Bantuan yang diberikan Haji Isam tidak hanya bersifat verbal, tetapi konkret. Ia menyuplai 100 unit pompa air serta dana operasional yang mencapai Rp7,6 miliar untuk penanganan yang diharapkan berlangsung dalam dua minggu ke depan. Ini menunjukkan komitmennya dalam menanggulangi bencana alam tersebut.
Muhidin menambahkan bahwa bantuan yang diberikan sangat dibutuhkan dalam situasi darurat seperti kebakaran hutan. Peran serta masyarakat, terutama dari sektor swasta, menjadi kunci penting dalam memperkuat upaya pemerintah dalam mengatasi bencana tersebut.
Tanggapan Terhadap Isu Tunjukan Jabatan Haji Isam
Kepemimpinan Haji Isam dalam tim penanganan kebakaran hutan sempat menjadi isu yang ramai diperbincangkan. Kabar ini mencuat saat Haji Isam terlihat mendampingi Kepala Staf Angkatan Laut dalam peninjauan situasi di lapangan. Ini menimbulkan spekulasi bahwa ia mungkin saja diberikan posisi lebih tinggi.
Kabar tersebut sampai ke telinga Menteri Sekretaris Negara, Prasetyo Hadi, yang langsung menepisnya. Ia menyatakan bahwa tidak ada penunjukan resmi untuk Haji Isam sebagai ketua tim, melainkan hanya permintaan keterlibatan dalam penanganan kebakaran hutan.
Pernyataan tersebut menegaskan bahwa Haji Isam tetap berperan sebagai pendukung, tidak sebagai pemimpin. Ia diharapkan dapat memberikan kontribusi maksimal pada upaya penanganan yang sedang berlangsung di Kalsel.
Reaksi Publik dan Masyarakat Terhadap Situasi ini
Isu mengenai penanganan kebakaran hutan juga menarik perhatian masyarakat luas. Mereka menilai bahwa keterlibatan tokoh publik seperti Haji Isam dapat membawa dampak positif. Namun, transparansi dari pemerintah harus tetap dijaga agar masyarakat tidak salah paham mengenai posisi dan fungsi individu-individu yang terlibat.

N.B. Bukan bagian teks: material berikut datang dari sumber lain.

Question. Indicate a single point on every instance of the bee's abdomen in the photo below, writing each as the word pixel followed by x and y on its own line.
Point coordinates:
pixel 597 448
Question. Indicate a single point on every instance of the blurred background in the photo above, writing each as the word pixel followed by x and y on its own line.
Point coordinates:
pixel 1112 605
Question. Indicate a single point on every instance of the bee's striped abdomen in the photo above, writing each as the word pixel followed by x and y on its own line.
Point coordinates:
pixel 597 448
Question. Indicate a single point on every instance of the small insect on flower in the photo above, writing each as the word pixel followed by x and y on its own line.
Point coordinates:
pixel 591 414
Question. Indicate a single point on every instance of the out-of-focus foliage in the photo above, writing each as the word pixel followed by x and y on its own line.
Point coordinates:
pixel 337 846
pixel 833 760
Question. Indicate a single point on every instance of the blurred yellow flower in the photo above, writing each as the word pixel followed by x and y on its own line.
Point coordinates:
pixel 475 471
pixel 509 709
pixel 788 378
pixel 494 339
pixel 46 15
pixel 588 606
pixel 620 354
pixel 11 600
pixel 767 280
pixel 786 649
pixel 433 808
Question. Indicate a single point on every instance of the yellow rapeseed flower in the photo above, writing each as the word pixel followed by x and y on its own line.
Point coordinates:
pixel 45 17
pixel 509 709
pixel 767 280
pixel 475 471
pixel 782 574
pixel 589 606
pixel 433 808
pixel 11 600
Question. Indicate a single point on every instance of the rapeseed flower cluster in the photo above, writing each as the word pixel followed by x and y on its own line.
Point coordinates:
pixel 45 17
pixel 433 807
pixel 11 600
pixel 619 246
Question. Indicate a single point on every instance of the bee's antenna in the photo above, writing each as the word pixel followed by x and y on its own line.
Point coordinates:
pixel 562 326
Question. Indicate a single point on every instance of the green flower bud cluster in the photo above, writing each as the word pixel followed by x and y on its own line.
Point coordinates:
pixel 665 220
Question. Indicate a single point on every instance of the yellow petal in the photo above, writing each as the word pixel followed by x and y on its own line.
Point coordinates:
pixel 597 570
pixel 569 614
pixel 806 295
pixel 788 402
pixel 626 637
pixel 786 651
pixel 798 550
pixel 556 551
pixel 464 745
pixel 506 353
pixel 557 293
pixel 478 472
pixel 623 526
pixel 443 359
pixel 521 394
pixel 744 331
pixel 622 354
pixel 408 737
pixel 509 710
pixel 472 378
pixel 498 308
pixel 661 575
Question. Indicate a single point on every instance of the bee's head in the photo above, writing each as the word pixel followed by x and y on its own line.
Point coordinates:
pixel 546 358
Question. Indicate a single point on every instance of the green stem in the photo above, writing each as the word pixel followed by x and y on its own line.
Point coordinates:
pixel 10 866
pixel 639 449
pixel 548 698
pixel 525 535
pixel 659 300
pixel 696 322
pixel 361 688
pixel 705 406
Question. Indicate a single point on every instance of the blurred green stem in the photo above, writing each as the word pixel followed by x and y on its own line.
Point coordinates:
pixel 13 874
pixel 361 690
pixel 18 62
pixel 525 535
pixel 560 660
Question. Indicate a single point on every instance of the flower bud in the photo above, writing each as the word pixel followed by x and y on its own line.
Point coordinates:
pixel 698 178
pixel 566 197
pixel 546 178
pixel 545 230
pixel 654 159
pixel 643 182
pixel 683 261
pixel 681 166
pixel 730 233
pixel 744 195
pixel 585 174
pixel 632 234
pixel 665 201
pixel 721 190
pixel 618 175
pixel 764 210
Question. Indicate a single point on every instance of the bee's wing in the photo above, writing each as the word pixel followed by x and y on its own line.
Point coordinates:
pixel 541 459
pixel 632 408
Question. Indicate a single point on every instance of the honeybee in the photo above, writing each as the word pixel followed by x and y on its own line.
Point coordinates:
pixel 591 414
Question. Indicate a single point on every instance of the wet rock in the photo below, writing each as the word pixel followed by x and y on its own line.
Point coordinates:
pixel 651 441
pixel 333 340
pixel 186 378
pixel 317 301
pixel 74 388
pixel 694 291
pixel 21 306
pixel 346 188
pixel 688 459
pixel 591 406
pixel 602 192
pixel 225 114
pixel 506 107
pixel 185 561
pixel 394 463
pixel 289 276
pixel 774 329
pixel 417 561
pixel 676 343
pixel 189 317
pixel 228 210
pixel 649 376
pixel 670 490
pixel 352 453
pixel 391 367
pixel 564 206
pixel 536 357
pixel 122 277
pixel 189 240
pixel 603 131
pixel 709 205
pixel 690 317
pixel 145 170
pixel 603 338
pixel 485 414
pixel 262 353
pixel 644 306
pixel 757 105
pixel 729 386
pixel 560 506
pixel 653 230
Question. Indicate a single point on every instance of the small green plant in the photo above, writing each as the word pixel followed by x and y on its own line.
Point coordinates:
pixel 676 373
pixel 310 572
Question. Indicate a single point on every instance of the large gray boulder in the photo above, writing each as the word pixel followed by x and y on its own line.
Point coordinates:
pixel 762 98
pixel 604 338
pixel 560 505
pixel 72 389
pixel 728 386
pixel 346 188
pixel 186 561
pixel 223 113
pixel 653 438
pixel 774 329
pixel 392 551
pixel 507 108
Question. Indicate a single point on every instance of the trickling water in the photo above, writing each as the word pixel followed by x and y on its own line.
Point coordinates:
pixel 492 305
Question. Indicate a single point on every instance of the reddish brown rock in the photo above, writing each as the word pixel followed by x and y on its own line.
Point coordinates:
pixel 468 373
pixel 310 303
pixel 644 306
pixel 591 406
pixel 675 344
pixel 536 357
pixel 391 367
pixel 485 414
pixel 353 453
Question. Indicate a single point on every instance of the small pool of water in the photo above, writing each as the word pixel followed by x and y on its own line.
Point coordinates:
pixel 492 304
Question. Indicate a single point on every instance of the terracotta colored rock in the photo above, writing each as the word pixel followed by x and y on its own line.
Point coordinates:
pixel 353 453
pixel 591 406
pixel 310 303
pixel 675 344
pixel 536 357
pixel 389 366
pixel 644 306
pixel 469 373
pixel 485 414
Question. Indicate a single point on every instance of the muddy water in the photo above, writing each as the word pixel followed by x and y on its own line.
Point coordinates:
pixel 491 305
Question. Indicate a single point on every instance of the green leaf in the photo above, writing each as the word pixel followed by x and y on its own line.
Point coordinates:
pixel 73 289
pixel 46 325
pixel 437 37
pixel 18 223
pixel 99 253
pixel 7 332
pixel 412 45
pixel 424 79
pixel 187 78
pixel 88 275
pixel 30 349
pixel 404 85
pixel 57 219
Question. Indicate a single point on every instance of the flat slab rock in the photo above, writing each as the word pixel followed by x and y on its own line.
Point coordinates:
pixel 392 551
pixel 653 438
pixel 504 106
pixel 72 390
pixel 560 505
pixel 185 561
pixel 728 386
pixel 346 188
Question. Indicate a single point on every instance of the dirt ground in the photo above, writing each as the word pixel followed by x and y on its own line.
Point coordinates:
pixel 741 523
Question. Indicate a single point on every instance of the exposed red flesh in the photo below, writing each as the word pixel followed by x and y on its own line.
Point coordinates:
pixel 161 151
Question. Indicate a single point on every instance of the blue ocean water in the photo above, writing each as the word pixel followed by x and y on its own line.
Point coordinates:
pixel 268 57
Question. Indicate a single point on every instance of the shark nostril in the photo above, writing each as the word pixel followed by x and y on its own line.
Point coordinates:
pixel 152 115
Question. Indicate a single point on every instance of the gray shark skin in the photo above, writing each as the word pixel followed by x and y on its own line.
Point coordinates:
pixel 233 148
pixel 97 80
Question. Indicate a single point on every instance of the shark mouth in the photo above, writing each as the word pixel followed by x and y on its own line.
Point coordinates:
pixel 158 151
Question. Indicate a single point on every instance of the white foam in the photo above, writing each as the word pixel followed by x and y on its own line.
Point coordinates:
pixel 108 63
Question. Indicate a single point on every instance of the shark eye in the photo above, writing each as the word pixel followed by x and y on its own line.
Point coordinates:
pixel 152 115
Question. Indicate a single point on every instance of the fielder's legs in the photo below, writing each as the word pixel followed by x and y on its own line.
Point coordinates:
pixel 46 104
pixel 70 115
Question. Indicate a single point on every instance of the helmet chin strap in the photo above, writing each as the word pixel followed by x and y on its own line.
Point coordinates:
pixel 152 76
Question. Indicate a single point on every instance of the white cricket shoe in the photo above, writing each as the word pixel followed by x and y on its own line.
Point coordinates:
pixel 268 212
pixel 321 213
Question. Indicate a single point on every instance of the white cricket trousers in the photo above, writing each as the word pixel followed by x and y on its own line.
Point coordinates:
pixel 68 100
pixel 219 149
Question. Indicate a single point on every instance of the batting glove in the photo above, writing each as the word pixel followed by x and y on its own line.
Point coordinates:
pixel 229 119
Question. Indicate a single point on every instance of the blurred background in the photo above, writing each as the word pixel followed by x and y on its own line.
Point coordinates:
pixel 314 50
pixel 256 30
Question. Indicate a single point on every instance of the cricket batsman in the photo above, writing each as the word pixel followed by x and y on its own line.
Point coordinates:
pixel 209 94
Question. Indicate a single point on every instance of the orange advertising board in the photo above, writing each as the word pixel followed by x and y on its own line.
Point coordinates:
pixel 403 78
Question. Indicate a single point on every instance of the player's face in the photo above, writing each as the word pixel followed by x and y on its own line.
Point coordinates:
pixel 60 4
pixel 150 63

Reaction publik menunjukkan bahwa kegiatan penanganan kebakaran hutan ini sangat diperhatikan. Dalam situasi darurat, masyarakat berharap tindakan cepat dari pemerintah dan pihak swasta dapat mendemonstrasikan komitmen bersama untuk menyelesaikan masalah ini.
Beberapa aktivis lingkungan juga menekankan pentingnya kolaborasi antara pemerintah dan swasta. Kerjasama yang baik akan mempermudah penyelesaian berbagai masalah lingkungan yang mengancam keberlanjutan ekosistem.